Scottish singer (born 1989)

Callum Beattie is a Scottish singer-songwriter. He has released eighteen singles, three EPs and his debut album People Like Us was released in May 2020. His second album Vandals was released in February 2023. His third album INDI was released in January 2026.

==Career==
Beattie grew up in Musselburgh, East Lothian and released his first single "We Are Stars" in 2017. In 2019, he uploaded the anti-Brexit and Conservative Party song "Boris Song" onto YouTube, becoming viral.
His debut album People Like Us was released in 2020, reaching number 18 on the UK Albums Chart's mid-week chart according to Official Charts Company, and eventually debuting at number 68 with sales of 1,449 units. In May 2020 Beattie was interviewed by Robin Galloway on Pure Radio about his pride in the Scottish sound of the album, saying that his "heart will always lie back home".

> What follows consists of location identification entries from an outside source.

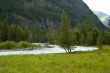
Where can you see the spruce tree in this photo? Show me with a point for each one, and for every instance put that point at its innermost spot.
(65, 33)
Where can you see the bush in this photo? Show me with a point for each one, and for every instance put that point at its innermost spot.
(24, 44)
(8, 45)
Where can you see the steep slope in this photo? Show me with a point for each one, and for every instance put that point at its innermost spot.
(103, 17)
(45, 13)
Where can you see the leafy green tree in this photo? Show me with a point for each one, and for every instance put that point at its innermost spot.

On 26 June 2020 Beattie released his first music video for the song "Salamander Street", about a former classmate, who became a prostitute in Edinburgh.

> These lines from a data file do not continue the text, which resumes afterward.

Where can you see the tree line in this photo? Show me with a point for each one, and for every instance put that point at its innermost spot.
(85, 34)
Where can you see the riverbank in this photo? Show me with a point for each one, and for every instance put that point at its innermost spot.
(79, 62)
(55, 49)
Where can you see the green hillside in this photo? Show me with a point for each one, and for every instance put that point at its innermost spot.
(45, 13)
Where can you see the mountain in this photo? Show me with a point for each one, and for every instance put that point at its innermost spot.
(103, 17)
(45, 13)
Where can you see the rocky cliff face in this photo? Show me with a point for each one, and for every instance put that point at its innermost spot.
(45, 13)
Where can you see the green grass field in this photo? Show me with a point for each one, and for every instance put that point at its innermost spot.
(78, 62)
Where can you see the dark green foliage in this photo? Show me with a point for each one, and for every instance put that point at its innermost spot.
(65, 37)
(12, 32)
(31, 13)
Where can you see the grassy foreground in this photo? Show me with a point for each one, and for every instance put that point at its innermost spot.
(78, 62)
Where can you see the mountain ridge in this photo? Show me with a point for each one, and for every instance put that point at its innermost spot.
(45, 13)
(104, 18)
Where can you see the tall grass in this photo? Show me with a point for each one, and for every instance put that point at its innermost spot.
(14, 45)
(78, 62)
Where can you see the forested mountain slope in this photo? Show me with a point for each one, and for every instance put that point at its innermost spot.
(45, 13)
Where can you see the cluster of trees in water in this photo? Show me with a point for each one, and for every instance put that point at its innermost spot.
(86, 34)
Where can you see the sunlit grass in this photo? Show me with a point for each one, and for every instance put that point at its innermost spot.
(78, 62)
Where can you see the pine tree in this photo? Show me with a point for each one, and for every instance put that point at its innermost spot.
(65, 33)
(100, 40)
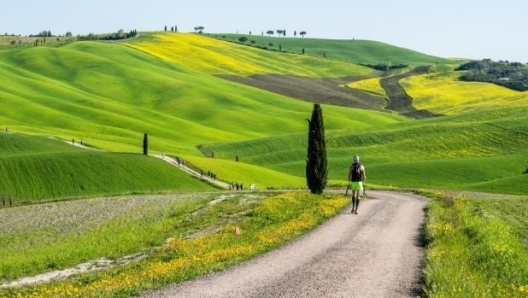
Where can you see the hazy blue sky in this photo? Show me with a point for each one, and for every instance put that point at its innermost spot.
(475, 29)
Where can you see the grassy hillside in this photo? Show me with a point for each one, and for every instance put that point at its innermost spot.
(218, 57)
(352, 50)
(108, 95)
(37, 168)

On 24 February 2023, Beattie released his second album, VANDALS. The album reached number one on the national iTunes chart, ahead of Gorillaz, Pink and Adam Lambert. VANDALS also went straight to number one on the Scottish album charts. The first single from the album, “Heart Stops Beating”, remained on the Bauer Radio playlist for two years. Beattie’s first independent and third album, INDI, is scheduled for release in January 2026. The first single from the album, “Two Pretenders”, was released on 11 September 2025. In November 2025, he released “It Always Rains in Glasgow”, which is also included on INDI.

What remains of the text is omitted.